Doncaster Rovers were beaten in the first round – MacDonald again providing the decisive goal – before Lee Hughes sealed a tie at Goodison with the only goal of the game against Crewe.

Everton were in their pomp under Moyes, progressing in the Europa League and hovering around the top four of the Premier League, having put seven past Sunderland and three past Fulham over the Christmas period.

Fighting on other fronts may have prompted the decision to rest Tim Howard, Joleon Lescott, Phil Neville and Yakubu from the start but, as McDonald underlines, the team-sheet was not exactly lacking in star power.

“They were still a team of internationals but from what I remember, we played really well,” said the Scot. “There were 5,000 Oldham fans going absolutely berserk, and my dad, my brother and my wife were there. It was a surreal day.

“To get the goal. It was a moment I will never forget as long as I live. And my kids are getting to the age now where they are starting to appreciate football, so it’s nice to be able to point to that day and say I was involved.”

As is the norm for an FA Cup giant-killing, the winning goal-scorer is never short of attention.

The Oldham Times:

“I remember doing Match of the Day afterwards, which was great, but then getting back on the bus and Lee Duxbury telling me to go back out there and milk it.

“I went out, did another couple of interviews, and then it’s fair to say we celebrated that night.

“Only problem was that Sky Sports were round my house first thing on Sunday morning – Fraser Dainton it was – and I had to do an interview a bit bleary eyed.”

After signing from Kilmarnock, McDonald’s Oldham career lasted two seasons in League One, the first ending in defeat against Blackpool in the play-off semi-finals.

His goal at Goodison was not the only strike which stands out in the memory – and the former Scotland B international was also responsible for some mad scenes in the away end at Scunthorpe’s Glanford Park as Sheridan’s side snatched a point against nine men.

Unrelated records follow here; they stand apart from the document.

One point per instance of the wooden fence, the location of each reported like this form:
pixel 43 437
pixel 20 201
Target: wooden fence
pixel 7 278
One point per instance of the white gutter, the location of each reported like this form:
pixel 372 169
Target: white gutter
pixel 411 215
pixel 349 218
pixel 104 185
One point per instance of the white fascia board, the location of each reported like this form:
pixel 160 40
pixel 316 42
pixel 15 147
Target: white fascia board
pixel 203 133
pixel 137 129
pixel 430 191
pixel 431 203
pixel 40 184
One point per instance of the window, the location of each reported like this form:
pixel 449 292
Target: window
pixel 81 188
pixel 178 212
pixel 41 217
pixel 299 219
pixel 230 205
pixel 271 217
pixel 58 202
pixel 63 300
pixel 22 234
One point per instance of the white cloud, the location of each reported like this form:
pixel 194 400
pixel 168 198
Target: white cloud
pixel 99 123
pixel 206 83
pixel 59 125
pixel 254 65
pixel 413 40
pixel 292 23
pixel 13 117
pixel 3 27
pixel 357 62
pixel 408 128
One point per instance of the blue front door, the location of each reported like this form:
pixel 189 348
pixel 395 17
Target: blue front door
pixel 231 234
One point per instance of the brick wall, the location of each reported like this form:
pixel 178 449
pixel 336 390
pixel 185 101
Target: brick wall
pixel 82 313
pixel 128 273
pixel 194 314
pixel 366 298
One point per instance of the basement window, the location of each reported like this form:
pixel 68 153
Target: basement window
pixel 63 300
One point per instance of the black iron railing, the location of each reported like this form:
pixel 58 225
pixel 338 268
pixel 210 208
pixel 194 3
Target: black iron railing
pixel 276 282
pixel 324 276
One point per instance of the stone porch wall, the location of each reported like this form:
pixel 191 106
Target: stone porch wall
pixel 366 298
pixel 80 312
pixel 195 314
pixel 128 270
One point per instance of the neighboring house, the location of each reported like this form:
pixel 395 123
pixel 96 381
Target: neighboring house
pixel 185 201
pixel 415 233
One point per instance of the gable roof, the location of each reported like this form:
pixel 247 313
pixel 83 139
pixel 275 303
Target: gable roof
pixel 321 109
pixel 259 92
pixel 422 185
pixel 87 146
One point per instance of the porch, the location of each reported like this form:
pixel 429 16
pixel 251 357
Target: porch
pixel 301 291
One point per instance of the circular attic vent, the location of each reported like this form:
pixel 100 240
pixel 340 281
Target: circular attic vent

“We had a great bunch of lads in that squad,” he recalled. “It was a shame that we ran out of steam in the end, whereas Blackpool were going the other way, they were on the up when we played them in the play-offs.

“There was a great mix – big characters like Neal Eardley, goals from Chrissy Taylor, experienced lads like Mark Crossley, Paul Warne, Andy Liddle and Simon Charlton.

“Having a fellow Scot about like Will Haining was great as well. He taught me that I needed to slow down a bit when I spoke because nobody understood what the hell I was on about when I first came down there.

“The club was going well when I arrived, Shez was a young manager making his way and I think it helped he was fresh out of the game because he could identify with the lads and it made for a really good atmosphere.

“For me and my wife it was the first time we’d been away from home and we absolutely loved it at Oldham. I haven’t got a bad word to say about it.”

The Latics dropped off in the following season, finishing eighth alongside their cup run, which ended in the fourth round with a rather anti-climactic home defeat to Huddersfield Town.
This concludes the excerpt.